ESA’s GOCE Satellite Will Run Out Of Gas In Mid-October, Before Plummeting Back To Earth

September 14, 2013
Image Credit: ESA /AOES Medialab

April Flowers for redOrbit.com – Your Universe Online

After four years of working to map out Earth’s gravity, the European Space Agency’s (ESA) Gravity field and steady-state Ocean Circulation Explorer (GOCE) mission is nearing its end. The satellite, which has been orbiting Earth since 2009 at the lowest altitude of any research satellite, will reenter our atmosphere soon.

GOCE has been called the “Ferrari of space” because of its sleek, aerodynamic design.
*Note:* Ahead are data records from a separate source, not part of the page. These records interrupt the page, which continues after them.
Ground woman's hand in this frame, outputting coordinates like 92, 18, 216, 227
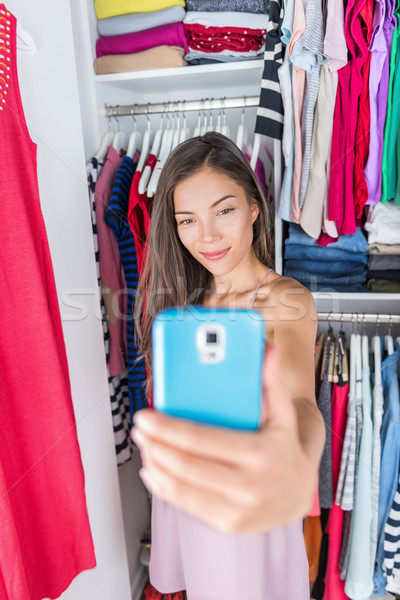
132, 346, 321, 534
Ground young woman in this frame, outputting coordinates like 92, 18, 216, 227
132, 132, 325, 600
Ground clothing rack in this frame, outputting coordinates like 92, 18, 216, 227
104, 96, 260, 118
318, 312, 400, 324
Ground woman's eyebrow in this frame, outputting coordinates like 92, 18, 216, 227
174, 195, 236, 215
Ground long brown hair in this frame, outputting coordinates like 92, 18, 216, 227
135, 131, 273, 390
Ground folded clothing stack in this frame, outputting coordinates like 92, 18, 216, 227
183, 2, 268, 65
284, 224, 368, 293
364, 202, 400, 293
93, 0, 188, 74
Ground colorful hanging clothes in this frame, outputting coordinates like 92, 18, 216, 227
381, 0, 400, 203
0, 5, 95, 598
128, 154, 157, 276
323, 0, 372, 243
106, 155, 148, 418
88, 157, 132, 465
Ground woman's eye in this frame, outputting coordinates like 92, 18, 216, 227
219, 208, 234, 215
178, 218, 195, 226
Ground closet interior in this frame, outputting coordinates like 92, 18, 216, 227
6, 0, 400, 598
71, 0, 400, 598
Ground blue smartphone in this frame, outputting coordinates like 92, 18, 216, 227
152, 307, 265, 430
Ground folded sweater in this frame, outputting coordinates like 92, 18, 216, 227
96, 22, 189, 57
94, 45, 187, 74
95, 0, 185, 20
97, 5, 186, 36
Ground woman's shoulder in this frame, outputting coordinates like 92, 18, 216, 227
255, 270, 317, 323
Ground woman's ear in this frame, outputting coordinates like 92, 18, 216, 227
251, 201, 260, 224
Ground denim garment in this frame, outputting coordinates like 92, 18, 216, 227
372, 339, 400, 597
286, 224, 368, 252
285, 259, 367, 275
301, 282, 367, 293
284, 244, 369, 264
284, 268, 367, 285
This designer spacecraft has mapped variations in Earth’s gravity with extreme detail, resulting in a unique model of the “geoid“, which is essentially a virtual surface where water does not flow from one point to another.

The spacecraft will run out of fuel in mid-October and the satellite will begin its descent towards Earth from a height of about 224 km above the planet.
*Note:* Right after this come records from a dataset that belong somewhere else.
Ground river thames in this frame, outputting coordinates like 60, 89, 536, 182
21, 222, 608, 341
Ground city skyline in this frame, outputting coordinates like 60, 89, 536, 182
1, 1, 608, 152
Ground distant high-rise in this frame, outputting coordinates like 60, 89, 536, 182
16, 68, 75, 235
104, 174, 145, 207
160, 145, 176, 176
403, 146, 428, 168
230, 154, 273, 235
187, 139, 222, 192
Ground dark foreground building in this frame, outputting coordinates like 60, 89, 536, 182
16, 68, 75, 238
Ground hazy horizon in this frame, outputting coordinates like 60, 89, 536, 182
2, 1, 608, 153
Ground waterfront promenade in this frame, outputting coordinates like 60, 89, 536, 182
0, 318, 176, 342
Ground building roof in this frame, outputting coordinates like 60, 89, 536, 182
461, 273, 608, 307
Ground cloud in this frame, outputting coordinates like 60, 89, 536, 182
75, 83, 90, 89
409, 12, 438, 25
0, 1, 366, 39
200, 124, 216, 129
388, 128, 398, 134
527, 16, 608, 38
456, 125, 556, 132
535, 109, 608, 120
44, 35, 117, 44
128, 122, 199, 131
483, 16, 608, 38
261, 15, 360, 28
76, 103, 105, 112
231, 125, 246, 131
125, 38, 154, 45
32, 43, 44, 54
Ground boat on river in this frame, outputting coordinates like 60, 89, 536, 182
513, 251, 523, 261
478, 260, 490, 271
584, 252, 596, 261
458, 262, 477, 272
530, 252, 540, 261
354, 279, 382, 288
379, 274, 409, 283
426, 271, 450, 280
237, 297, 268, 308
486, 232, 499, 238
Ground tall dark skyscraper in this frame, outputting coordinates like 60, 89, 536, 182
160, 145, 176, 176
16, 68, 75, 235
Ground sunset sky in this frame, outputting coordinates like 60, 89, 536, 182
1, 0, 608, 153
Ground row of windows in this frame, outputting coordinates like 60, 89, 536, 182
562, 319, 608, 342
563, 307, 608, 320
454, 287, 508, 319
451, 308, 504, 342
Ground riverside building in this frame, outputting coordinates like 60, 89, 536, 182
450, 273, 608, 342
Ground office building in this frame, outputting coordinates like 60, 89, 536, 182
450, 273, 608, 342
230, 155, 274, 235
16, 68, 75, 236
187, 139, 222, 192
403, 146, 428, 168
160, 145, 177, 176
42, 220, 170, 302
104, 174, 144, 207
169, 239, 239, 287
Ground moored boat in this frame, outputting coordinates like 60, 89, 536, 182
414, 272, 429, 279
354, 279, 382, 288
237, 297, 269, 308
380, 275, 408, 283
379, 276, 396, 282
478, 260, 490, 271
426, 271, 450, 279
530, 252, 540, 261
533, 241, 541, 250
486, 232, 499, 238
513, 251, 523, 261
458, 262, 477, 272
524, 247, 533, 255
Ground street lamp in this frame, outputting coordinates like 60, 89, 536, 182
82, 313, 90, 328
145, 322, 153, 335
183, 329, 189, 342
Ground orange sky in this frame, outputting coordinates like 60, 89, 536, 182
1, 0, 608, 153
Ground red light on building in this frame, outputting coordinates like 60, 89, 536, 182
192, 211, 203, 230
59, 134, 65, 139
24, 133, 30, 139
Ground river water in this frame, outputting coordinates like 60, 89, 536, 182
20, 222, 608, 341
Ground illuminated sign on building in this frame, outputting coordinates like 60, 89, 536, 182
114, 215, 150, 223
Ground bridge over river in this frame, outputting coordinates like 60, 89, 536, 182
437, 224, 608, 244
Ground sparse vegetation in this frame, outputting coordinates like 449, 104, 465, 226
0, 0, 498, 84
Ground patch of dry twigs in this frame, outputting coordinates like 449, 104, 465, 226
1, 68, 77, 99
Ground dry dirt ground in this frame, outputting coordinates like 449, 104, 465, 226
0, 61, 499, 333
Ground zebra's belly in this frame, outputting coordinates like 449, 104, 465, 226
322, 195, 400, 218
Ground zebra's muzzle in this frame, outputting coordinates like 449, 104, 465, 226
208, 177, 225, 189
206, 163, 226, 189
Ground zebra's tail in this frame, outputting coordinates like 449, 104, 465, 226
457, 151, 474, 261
Most of GOCE is expected to disintegrate in the atmosphere, but the control team says that several parts might reach the planet’s surface.

It is unknown when and where these parts might land, but the scientists expect to narrow the affected area closer to time for reentry, which is expected to occur around three weeks after the fuel is depleted.

The expected danger to life or property is very low as approximately two-thirds of the Earth is covered by oceans and vast areas are thinly populated.

Each year, around 40 tons of space debris reaches the ground, but the spread and size means that a person’s risk of being struck is lower than that of being hit by a meteorite.

An international campaign involving the Inter-Agency Space Debris Coordination Committee is monitoring the descent. The ESA’s Space Debris Office is also monitoring the descent and will issue reentry predictions and risk assessments. ESA will continue to update its member states and the relevant safety authorities.